The man eats a meatball hoagie on his balcony while she sorts through his personal effects in an orderly fashion.

In the third drawer on the left, she plunders his diary. Gretchen knows the only secrets actually kept are failures. Her fingerpads trace the trail of them framed in college rule. This record of humiliations taunts the overly ambitious.

She skims until she reaches the good stuff.

 

Not that anyone ever asks, but would you believe it, Valerie has put some kind of a curse on me. A real one.

 

She’d read the rest tonight over a glass of Canada Dry and a fresh Zebra Cake, like always.

Moving to the bathroom, Gretchen collects a sample of toe clipping specimens into a vial.

She chucks his toothbrush out the window. There’d be no more use for it after today.

His housemate mewls beside his shin because his housemate is a cat. The man is standing in the hallway.

“Coley, this is unacceptable.”

Gretchen sees him clearly now. Her dentist crinkles in perturbment.

Without her asking, he starts explaining.

“Here’s the thing. You can’t be doing this. You’re 38 years old. You’re a compulsive liar. You have cavernous molars. And you’re already being tailed by the police.”

Gretchen picks up his floss and gets to work.

“Flattery won’t get you very far, Coley.”

Her bleeding gums are a dead giveaway.

“And I’m just using the name on your chart. Who knows what you really are.”

The cat purrs, not reading the room.

“So get out of here. I’m gonna be late.”

“What’s your excuse?” she says.

“Come on. Not that you need to know, but I have an appointment with my dentist.”

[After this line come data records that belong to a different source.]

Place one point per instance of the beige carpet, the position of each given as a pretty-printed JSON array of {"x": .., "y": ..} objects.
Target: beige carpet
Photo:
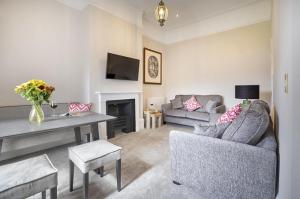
[{"x": 145, "y": 169}]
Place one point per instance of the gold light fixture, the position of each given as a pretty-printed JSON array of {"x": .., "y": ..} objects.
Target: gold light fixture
[{"x": 161, "y": 13}]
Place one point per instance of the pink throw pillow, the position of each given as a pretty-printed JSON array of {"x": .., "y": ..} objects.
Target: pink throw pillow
[
  {"x": 192, "y": 104},
  {"x": 79, "y": 107},
  {"x": 230, "y": 115}
]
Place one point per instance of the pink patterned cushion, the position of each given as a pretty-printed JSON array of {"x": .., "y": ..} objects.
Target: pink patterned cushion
[
  {"x": 230, "y": 115},
  {"x": 192, "y": 104},
  {"x": 79, "y": 107}
]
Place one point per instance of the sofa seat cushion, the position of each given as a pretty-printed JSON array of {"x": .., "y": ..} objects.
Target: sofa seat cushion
[
  {"x": 215, "y": 131},
  {"x": 176, "y": 113},
  {"x": 198, "y": 116},
  {"x": 27, "y": 177}
]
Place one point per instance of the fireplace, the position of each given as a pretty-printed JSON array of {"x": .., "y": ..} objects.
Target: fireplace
[{"x": 124, "y": 111}]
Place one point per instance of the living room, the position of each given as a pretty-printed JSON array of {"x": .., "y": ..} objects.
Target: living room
[{"x": 191, "y": 68}]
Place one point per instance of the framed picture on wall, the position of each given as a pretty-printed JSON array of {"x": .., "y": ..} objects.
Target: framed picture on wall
[{"x": 152, "y": 67}]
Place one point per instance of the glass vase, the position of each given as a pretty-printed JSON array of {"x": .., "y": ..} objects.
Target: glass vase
[{"x": 36, "y": 114}]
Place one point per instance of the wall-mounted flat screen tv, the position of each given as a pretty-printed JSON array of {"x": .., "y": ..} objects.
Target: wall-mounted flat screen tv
[{"x": 121, "y": 67}]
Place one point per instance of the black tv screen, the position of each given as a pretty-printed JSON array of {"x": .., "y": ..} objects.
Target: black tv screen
[{"x": 120, "y": 67}]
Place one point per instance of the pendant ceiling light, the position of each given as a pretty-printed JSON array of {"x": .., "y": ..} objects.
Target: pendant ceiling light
[{"x": 161, "y": 13}]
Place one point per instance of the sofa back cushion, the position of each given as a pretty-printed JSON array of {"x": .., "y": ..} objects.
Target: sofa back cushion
[
  {"x": 176, "y": 103},
  {"x": 203, "y": 99},
  {"x": 249, "y": 126}
]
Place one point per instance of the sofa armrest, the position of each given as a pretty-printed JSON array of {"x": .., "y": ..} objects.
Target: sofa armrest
[
  {"x": 166, "y": 107},
  {"x": 222, "y": 169},
  {"x": 219, "y": 109}
]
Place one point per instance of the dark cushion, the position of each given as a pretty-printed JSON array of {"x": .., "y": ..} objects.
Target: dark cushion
[
  {"x": 176, "y": 113},
  {"x": 210, "y": 105},
  {"x": 198, "y": 116},
  {"x": 176, "y": 103},
  {"x": 215, "y": 131},
  {"x": 249, "y": 126}
]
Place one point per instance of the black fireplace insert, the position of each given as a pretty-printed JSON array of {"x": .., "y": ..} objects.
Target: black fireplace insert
[{"x": 124, "y": 111}]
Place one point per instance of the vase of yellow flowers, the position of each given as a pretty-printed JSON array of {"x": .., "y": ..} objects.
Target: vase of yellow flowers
[{"x": 36, "y": 92}]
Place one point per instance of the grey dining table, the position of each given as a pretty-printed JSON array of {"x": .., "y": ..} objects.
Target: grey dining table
[{"x": 11, "y": 128}]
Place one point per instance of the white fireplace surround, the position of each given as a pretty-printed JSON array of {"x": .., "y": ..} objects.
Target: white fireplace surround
[{"x": 121, "y": 95}]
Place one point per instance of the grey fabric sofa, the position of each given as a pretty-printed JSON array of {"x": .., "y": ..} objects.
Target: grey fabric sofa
[
  {"x": 216, "y": 168},
  {"x": 200, "y": 116}
]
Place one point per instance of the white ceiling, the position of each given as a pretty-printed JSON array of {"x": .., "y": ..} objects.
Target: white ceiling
[{"x": 190, "y": 11}]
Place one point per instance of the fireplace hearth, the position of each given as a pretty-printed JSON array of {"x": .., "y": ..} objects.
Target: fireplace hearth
[{"x": 124, "y": 111}]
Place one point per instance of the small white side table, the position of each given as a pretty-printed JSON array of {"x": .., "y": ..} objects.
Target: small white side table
[
  {"x": 151, "y": 117},
  {"x": 155, "y": 116}
]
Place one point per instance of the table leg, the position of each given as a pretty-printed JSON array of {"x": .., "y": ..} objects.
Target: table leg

“I thought you were a dentist.”

“And you don’t think my molars need to be scraped every six months?”

They laugh.

Gretchen thinks, despite it all, they have become something like friends.

“I hope we can remain companionable.”

If nothing else, she thinks she can colonize elsewhere with like-minded individuals. There’s probably a whole community of people taking identities that don’t belong to them. We’ll swap lives endlessly until there’s no trace of us left, she dreams.